• author
    • Tom McMasters-Stone

    • August 21, 2017 in Columnists

    Flaws and Faults

    One of the ongoing, lifelong parts of the journey of an addict is working on defects of character.

    The texts talk about asking our higher power, whatever that looks like, to remove our defects of character.

    The perfect human being? I don’t think so, not even if you are Yoda or the Dalai Lama.

    The Spirit of the Universe of my understanding doesn’t remove shit, and I don’t even ask her to do so.

    The object of my journey is to temper, to minimize, my character flaws. I have been happy with my success so far, with one glaring exception.

    For the early part of my life, I felt worthless, and it was hammered into me from many directions. Father, schoolmates, girls, nuns, teachers — just about everybody in my life. One beautiful exception was my grandparents, uncles, aunts and cousins. I don’t remember anything from them but love and support.

    That all started to change when I was a sophomore, as I have said before. Two events. I went out for JV soccer and I stood up to a bully that was picking on somebody else.

    On the latter, I came around the corner of C-wing, and there was a weak guy cowering before one of the assholes. It it me wrong, the timing was right, and I went for it. As bullies do, he folded his tent up. There were plenty of witnesses, too, from all classes. Phase I

    In hitting the soccer field, I defied the physique stereotype. The portly guy was quick and smart, and the more I played, the leaner and meaner I got. I spent hundreds of hours kicking the ball against the concrete-block wall of the Albertson’s grocery down the street, and I played school, summer and spring leagues. Even in immigrant-laden Sacramento, I rose to the top tier of defenders, and I had an absolute blast roaming the field from my center defense position. I had some excellent wing-men along the way, including Jeff Allgeier and Rick Grabner. With Curt Siebe or Grant Nelson in the goal, we were always known for a solid defense. Losses were not uncommon, but neither were one-goal differentials.

    A couple of years after school, I moved to Folsom, but didn’t know anybody in town. Consequently, I joined the volunteer fire department to meet people.

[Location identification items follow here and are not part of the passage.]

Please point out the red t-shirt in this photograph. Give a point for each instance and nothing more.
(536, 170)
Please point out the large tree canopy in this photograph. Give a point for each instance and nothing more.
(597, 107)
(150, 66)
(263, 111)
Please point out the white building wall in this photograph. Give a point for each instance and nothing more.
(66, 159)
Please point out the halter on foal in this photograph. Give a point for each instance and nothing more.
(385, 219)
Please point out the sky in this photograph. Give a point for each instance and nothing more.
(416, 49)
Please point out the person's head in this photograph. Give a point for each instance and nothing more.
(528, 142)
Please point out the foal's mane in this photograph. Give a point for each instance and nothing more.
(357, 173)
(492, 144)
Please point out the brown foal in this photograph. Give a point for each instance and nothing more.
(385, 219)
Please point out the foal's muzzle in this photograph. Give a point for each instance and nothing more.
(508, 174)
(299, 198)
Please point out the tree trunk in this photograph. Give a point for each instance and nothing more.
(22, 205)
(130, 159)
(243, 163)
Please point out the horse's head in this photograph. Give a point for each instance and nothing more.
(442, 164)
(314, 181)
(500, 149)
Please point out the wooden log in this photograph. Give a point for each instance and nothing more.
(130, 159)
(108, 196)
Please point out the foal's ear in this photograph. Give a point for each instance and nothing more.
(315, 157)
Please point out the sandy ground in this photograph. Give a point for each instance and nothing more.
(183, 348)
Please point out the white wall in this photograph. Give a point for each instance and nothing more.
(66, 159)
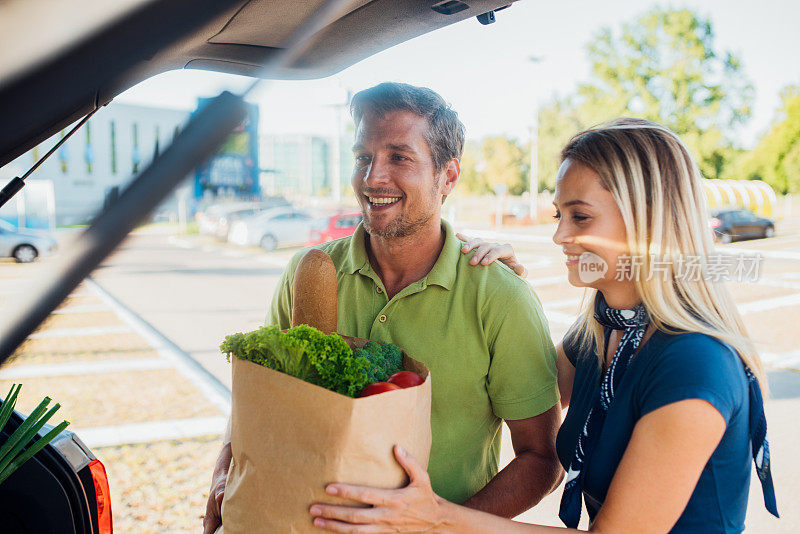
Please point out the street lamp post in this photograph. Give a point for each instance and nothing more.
(534, 173)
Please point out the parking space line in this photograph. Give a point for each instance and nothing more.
(87, 308)
(107, 436)
(503, 236)
(83, 368)
(786, 360)
(81, 332)
(559, 317)
(547, 281)
(769, 304)
(208, 384)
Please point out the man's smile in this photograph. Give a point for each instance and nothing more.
(383, 200)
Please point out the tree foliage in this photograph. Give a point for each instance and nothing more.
(664, 67)
(776, 158)
(495, 160)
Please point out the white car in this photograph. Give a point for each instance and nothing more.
(24, 245)
(273, 228)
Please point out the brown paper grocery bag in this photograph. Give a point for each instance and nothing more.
(290, 439)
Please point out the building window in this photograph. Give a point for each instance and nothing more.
(89, 154)
(63, 155)
(136, 157)
(113, 148)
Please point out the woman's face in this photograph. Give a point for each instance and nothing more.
(591, 233)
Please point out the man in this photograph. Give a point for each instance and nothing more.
(480, 330)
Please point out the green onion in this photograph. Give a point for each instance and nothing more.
(33, 449)
(11, 452)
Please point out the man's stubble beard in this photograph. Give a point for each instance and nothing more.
(400, 227)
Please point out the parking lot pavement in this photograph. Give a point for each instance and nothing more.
(147, 415)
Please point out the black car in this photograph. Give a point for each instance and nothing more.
(62, 61)
(731, 224)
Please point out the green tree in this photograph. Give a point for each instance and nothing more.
(776, 158)
(495, 160)
(664, 67)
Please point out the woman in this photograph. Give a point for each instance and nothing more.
(661, 381)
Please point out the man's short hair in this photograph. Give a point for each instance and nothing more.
(445, 133)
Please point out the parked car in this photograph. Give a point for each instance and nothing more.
(334, 226)
(278, 227)
(217, 219)
(93, 58)
(730, 224)
(24, 245)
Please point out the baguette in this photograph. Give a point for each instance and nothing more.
(314, 292)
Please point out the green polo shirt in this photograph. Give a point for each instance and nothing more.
(480, 330)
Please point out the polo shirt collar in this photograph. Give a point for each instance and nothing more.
(442, 274)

    My life was changed forever, my future in place. Although I didn’t have a history of wanting to be a firefighter, I loved it, and I was good at it.

    Moved to Fairfield, CA to go to school, and never left — until I retired.

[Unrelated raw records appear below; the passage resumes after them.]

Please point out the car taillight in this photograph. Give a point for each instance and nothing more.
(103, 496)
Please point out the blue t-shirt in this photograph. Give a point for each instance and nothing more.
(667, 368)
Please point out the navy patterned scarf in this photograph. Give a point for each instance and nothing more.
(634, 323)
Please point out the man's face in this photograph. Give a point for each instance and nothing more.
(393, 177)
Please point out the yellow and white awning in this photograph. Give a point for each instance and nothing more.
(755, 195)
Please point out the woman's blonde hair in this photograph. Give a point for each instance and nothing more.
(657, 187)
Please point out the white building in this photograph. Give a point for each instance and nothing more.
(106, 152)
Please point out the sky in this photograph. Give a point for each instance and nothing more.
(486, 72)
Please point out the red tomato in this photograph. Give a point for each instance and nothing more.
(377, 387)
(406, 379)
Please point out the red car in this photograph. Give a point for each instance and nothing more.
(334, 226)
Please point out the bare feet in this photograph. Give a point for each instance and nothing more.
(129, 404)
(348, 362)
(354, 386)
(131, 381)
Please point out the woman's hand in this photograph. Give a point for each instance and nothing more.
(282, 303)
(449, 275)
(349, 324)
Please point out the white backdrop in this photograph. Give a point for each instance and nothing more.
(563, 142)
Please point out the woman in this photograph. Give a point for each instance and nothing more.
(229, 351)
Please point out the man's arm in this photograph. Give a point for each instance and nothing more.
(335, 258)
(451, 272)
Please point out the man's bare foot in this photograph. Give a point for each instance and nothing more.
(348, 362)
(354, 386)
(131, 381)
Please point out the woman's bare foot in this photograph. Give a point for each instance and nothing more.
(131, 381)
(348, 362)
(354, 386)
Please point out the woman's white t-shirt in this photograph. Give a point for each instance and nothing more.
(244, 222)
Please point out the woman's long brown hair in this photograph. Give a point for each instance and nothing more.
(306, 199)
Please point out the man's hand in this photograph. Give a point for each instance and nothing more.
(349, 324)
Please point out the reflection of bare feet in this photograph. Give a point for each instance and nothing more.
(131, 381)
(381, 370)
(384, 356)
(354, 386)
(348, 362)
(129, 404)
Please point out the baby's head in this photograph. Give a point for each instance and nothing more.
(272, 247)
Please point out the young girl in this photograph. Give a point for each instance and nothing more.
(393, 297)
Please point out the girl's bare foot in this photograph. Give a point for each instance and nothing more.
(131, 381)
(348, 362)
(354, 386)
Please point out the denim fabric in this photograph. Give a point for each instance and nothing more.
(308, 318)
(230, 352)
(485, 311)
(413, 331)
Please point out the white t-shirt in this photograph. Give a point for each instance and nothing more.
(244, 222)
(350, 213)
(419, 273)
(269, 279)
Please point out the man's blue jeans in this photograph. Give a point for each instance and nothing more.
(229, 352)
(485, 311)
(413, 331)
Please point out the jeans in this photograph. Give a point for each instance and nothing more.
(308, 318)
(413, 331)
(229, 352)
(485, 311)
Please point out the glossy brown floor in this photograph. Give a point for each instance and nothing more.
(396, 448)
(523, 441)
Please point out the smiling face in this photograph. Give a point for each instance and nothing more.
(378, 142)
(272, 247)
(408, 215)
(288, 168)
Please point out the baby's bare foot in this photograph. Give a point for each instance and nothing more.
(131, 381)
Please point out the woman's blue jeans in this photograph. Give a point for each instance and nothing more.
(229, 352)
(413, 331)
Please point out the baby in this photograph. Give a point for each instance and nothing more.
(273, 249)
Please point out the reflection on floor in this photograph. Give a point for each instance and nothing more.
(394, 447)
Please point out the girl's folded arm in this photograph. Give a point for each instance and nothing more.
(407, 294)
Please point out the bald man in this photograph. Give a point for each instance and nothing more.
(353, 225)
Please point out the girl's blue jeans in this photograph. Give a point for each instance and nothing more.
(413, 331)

    Anyway, back to my defects and contemporary times.

    There seems to be one blind spot — one area that consistently gives me problems –dealing with self-centered, sometimes brain-damaged, people, even alcoholics and addicts.

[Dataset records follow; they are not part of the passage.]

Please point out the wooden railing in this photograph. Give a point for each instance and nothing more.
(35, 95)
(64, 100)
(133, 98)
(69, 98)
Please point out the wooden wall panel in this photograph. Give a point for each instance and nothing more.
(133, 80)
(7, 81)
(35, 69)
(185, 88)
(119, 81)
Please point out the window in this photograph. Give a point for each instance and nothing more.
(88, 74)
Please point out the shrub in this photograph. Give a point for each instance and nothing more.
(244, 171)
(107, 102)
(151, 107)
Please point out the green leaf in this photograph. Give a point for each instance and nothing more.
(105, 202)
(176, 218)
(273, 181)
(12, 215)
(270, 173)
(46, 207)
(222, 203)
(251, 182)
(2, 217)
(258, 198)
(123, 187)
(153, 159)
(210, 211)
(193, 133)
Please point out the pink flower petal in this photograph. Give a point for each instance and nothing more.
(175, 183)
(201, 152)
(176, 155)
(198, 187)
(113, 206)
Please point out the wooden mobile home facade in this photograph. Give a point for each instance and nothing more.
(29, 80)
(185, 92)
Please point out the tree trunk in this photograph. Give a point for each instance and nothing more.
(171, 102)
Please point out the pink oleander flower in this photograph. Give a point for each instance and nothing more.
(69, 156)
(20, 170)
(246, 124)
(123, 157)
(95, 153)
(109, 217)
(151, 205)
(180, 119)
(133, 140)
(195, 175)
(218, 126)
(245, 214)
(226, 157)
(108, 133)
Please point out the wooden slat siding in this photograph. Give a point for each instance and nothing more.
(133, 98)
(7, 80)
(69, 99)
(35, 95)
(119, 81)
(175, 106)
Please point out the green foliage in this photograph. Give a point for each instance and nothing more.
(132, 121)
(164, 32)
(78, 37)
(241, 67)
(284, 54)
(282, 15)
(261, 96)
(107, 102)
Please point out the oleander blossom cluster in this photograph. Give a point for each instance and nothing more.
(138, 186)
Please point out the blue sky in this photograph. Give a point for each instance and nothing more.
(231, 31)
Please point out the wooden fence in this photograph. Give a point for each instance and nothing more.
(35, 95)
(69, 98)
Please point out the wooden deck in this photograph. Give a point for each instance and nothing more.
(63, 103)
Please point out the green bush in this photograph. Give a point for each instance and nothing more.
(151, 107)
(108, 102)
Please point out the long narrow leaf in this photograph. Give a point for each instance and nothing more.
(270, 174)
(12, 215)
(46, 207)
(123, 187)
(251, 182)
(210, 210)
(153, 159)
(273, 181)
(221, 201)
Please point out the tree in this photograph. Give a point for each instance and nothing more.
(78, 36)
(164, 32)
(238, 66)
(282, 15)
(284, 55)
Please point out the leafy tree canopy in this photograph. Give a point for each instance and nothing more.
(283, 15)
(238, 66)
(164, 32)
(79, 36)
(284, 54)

    When daddy comes to visit and buys you a new electric guitar, but no amplifier, I have a problem with you expecting staff to take you on a three-hour trip to take you to get one. Get an Amazon account and order one. Take care of yourself.

    If you have mastered the art of bullshit and can talk the talk to whatever audience is listening, but you really are a walking dead man with terminal uniqueness, I have a problem with you. You are dragging down the place and the people in it. Nothing pleases you, and the constant, “woe is me” gets old.

    This place is not like most rehabs. It’s not going to be handed to you on a platter, it’s not going to be force fed to you. You have to want it and you have to go after it with a vengeance.

    Anyway, what’s my problem? I have been trained to believe that any time I have a disproportionate reaction to something, it’s somehow my fault.

    I believe that. Even when I have done nothing to create the problem, the reaction to it is my responsibility, especially if I grab on to it and won’t let it go.

    The first suspect is the generation gap. Is it something as simple as that? Maybe. The immediate-gratification, spoiled rotten folks just simply irritate me?

    Maybe, but it sometimes seems more visceral than that.

    One cause of these types of feelings is projection — one often finds fault with others for a very basic tenet of their own personality. Maybe.

    Of course, I have an Amazon account, and my own PO box here. I take very good care of the Ranch and myself. So, no, I don’t think it’s projection — not in this case, anyway.

    Another frequent cause of these feelings for a lot of people is that they were once one of that type of person, but are now reformed, and in the process they become an avid critic.

    I think this is it. Growing up worthless, never being good enough, being treated like the bastard I turned out to be. Even the transformation that started as a sophomore and culminated in being a well-respected fire officer and an elected official could not change that very basic imprint.

    So, my self-loathing has resulted in me being intolerant of what I once was. No surprise there. My task now is to consciously be more patient. I can do that.

    On the other hand, I need to have reasonable expectations.

    Will I ever be serene with people who expect us to buy lactose-free milk, but are the ones who eat the most ice cream whenever we have it available? Probably not.

    Will I ever be as patient as I could be with the guy who whines about our menus because he has a heart condition, but eats bacon every single time we serve it? Probably not.

    Like Clint Eastwood once famously said: “A man’s got to know his limitations.”